La mujer-actriz construye en su mente lo que considera adecuado para la función, asume el personaje e intenta adaptarse a la imagen mental mediante las herramientas físicas a su alcance: miradas, gestos, movimientos, ritmos, sonidos, etcétera. Es decir que si el actor o actriz eligen la interpretación de “lo dulce”, “lo inocente” “lo tierno” porque consideran que su selección (las mayoría de las veces inconsciente) es adecuada para el momento y la pareja sexual, que según nuestra analogía participaría como espectador, si quiere imitar la tergiversada y mal entendida imagen de la Lolita, o de las bobaliconas actitudes de las pin-ups, entonces optará por mostrar una mirada coqueta no demasiado frontal o directa, exhalará gemidos suaves, será pródiga en caricias y se dejará hacer antes con un toque de sumisión y cuidándose de mostrarse demasiado avezada en el tema, pues cualquier contradicción a la imagen de la sutilidad o inexperiencia rompería la convención.
Si se elige en cambio “lo bestial”, “lo atrevido”, “lo picante” a manera de Femme Fatal encarnado por ejemplo en el personaje de Samantha Jones, entonces actuará en consecuencia y no dudará en accionar de manera agresiva (con mordidas, nalgadas, rasguños, insultos, etcétera) cuidándose de cualquier expresión de ternura.

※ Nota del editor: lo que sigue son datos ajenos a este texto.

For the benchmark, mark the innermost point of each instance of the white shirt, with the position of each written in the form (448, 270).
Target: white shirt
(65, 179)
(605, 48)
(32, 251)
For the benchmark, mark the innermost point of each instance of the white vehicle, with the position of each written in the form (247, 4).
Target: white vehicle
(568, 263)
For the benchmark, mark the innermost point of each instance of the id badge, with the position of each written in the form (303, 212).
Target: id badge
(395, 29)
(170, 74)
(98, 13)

Lo importante es no romper la ilusión del personaje. Respetar el planteamiento hasta las últimas consecuencias. Lo mismo ocurre en el caso del hombre-actor, que si bien obedece a otros arquetipos, reacciona con gestualidad y violencia o pasividad semejantes dependiendo el caso. Hay quien se compromete de más con el personaje y adquiere todo tipo de enseres fetichistas para complementarlo (accesorios, vestuario, lugares idóneos para el desarrollo de su papel, sitios que por su ambientación fungen como escenografías exactas).

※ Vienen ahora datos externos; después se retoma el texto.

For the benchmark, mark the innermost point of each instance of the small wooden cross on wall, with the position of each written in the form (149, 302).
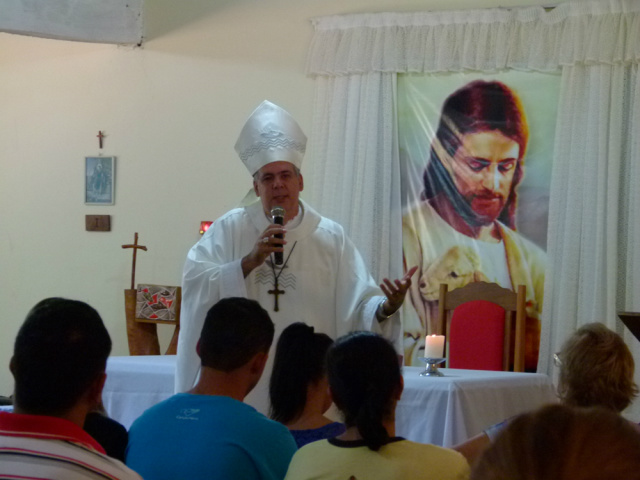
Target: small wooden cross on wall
(135, 247)
(100, 137)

Así pues, en la cama todos somos potenciales primerísimos actores.[3] Vamos hasta donde el personaje nos permita sin importar que algunas veces contradiga nuestro rol social o quizás lo que somos en esencia. Por usar la desgastada noción repetida hasta el hartazgo en las escuelas de actuación, diremos que en el momento previo de llevar a cabo nuestro papel, dejamos que el personaje “nos habite”, actuamos según los dictámenes del mismo. Gracias al artificio teatral también somos “espejismos”, somos una visión de aquello que el otro quiere que seamos. De lo que el otro necesita ver para experimentar placer. Jugamos a complacerlo. Somos para el otro.

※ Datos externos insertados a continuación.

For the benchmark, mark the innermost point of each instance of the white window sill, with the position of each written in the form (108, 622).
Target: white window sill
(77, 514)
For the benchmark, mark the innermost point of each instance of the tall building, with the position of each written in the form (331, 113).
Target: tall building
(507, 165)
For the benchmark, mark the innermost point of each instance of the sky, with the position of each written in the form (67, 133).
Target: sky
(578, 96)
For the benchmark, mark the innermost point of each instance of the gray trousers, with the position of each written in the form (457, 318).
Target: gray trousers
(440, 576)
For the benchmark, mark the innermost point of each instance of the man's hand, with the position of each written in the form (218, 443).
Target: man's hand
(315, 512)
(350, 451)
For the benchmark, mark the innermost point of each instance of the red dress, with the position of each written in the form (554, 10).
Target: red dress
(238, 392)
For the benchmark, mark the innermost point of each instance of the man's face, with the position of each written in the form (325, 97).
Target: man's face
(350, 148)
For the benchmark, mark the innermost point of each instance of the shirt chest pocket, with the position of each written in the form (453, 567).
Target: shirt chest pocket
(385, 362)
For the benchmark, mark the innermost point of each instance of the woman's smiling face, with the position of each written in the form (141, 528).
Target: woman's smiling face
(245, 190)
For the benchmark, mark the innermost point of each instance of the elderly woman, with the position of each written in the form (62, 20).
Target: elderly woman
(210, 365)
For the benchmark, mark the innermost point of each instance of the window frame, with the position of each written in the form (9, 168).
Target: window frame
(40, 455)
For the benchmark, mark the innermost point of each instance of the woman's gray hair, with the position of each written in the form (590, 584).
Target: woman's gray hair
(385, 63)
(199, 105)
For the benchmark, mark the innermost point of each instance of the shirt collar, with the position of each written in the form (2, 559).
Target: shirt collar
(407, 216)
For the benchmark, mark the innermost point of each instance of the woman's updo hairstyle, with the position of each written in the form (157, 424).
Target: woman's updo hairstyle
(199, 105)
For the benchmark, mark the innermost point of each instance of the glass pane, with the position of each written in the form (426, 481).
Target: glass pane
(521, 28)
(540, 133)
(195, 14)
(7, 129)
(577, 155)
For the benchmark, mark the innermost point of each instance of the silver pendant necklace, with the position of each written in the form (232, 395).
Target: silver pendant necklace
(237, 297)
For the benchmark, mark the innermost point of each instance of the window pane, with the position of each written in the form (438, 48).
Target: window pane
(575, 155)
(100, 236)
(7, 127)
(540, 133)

Solo entonces somos capaces de dejar que nos fotografíen durante el acto con tal de sentirnos por un momento Linda Lovelace o la actriz porno que tengamos en la mente, participamos gustosos en un trío porque esa noche decidimos representar nuestra faceta desinhibida, hacemos, decimos y aceptamos que nos hagan cualquier cosa con tal de alcanzar la tan ansiada verosimilitud propia del fenómeno escénico. Nos dejamos guiar por esa imagen mental que construimos, estamos dominados por nuestra imaginación. El intercambio sexual es teatro. Teatro y sexo son primordialmente imaginarios. Bajo las sábanas nos representamos. Poco importan los aplausos.
[1] Escribí sobre esto en “Gozar y hacer gozar. La teatralidad en los clubes swinger”: http://aplaudirdepie.com/gozar-y-hacer-gozar-la-teatralidad-en-los-clubes-swinger/
[2] Según el esquema ideal de William Masters y Virginia Johnson.
[3] Directores e incluso iluminadores y diseñadores de sonido ¿no es cierto que controlamos la intensidad de la luz y la música que escucharemos al hacer el amor? Incluso somos dramaturgos. Sabemos qué decir dependiendo de lo que intentemos conseguir. El sexo es teatral, qué duda cabe.